Keeper of the Shepherd by Hannah Frances | Album Review

Written by Chris Goudreau

Grief is a needle and thread that weaves its way through the seven tracks of Chicago-based singer-songwriter Hannah Frances’ third full length album, Keeper of the Shepherd. Soft and contemplative moments burn as solitary candles in the dark, while rising tides of emotion reverberate to carve out a lasting impression. 

This is a record that buries itself into the subconscious mind. It’s like recalling a dream, only to discover deeper meaning upon closer examination. Keeper of the Shepherd reveals its truths slowly with patience and insight. Simply put — it contains multitudes. 

Frances — a vocalist, guitarist, composer, poet and movement artist — draws upon a mélange of influences ranging from avant-folk to progressive rock and jazz. This is evident on the album’s opening track, “Bronwyn,” a song with a vocal melody that wraps around itself — an ouroboros with teeth of angular guitars and haunting strings. 

There’s a Whitman-esque quality to Frances’ lyrics on “Bronwyn” with its sing-song sense of rhythm and cadence. It evokes longing and loss as a timeless element of the human experience:

“Bronwyn, I lost the way home where I knew/ the ground smokes as it burns to hell/ release me from this sweltered land I stand/ holding to the shepherd’s hand/ the man praised and punished me too/ bronwyn I lost the song/ gone when I sang/ bronwyn, I lost the way home where I knew how to love you and/ be loved too.”

The album’s title track is where Frances’ vocals shine – soaring to magnificent heights on the chorus, while a driving and folksy waltzy guitar rhythm is paired with unearthly pedal steel. The song takes a hard left turn towards the end with an avant-garde breakdown that sounds like Syd Barrett era Pink Floyd meets John Coltrane. 

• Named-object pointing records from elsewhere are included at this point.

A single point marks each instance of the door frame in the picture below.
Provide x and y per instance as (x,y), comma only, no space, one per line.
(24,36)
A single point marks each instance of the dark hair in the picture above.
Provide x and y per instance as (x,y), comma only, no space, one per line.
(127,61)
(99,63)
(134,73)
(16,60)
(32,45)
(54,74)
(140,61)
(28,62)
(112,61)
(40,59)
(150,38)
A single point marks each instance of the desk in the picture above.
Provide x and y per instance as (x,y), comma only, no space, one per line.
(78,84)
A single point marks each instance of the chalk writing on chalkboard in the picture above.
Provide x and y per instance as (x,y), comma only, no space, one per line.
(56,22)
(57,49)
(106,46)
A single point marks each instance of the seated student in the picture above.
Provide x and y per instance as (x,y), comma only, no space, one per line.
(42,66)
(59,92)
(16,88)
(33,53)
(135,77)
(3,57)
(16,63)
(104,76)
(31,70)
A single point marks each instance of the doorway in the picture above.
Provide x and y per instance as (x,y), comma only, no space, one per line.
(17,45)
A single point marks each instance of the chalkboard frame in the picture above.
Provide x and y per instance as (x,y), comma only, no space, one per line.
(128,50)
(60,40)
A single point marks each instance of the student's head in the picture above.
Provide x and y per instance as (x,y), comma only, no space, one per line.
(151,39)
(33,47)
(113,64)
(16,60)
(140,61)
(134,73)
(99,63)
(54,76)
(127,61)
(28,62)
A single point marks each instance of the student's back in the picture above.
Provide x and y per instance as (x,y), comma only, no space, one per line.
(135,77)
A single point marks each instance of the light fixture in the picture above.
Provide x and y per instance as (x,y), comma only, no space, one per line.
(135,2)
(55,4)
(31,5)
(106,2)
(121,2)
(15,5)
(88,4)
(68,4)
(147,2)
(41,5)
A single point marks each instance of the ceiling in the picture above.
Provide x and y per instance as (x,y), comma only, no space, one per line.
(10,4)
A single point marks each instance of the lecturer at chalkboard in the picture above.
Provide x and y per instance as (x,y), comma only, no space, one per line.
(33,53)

“Woolgathering” is a song that’s like a paper origami boat gently meandering across deep dark and mysterious waters. There’s stark grief hidden behind Frances’ heartachingly beautiful vocals. 

“Meet me where the heart beats/ where the shadows shade the heat/ love me wounded/ hold me where my edges soften/ give me time to free my lungs/ the ribs are loosening/ the life breathes in/ the life breathes in.” 

She evokes the best of folk singer-songwriters such as Nick Drake or Connie Converse, with a subtlety and nuances in her vocals that grabs hold, bringing a bevy of emotions to the surface. 

Meanwhile, “Floodplain” blends folk melodies with avant-garde string arrangements for a pairing that’s like Joan Baez with Radiohead’s Jonny Greenwood as composer. 

There’s a subtle dark humor at play here that draws on morbid imagery to exhume the corpse of a relationship. “The birch tree bark stripped bare/ the bones and the bodies decay there/ naked as the moss grows over in time/ as the loss goes through the dam to loosen you in my heart.” 


“Husk” is a stark place — a meditation on death with only an acoustic guitar and Frances’ bittersweet melody on display at first. Vocal harmonies swirl around this once bare soundscape, growing the song into an apex complete with lush strings. It’s one of the highlights of Keeper of the Shepherd, and it’s easily one of Frances’ most soul stirring songs. 

An example of perfect contrast is found with “Vacant Intimacies,” an anthemic folk song that transforms grief into emotional release. It’s almost a shame that this wasn’t the closing track, as it feels like a final chapter of the album’s emotional trajectory.  

But with “Haunted Landscape, Echoing Cave,” Frances takes all of the musical elements that preceded it to close with a song that digs up the ruins and unflinchingly re-assembles the bones. “I laid down as the field burned/ quarry of origin stories born before me/ i listen for voices vanishing/ life in petrified wood.” 

On Keeper of the Shepherd, Frances is an artist at her peak. This is an album of evocative imagery, themes with emotional depth, and musicality that’s unique and wondrous to behold. It’s a supernova — finding the pain and the beauty in death; with the hope to begin anew.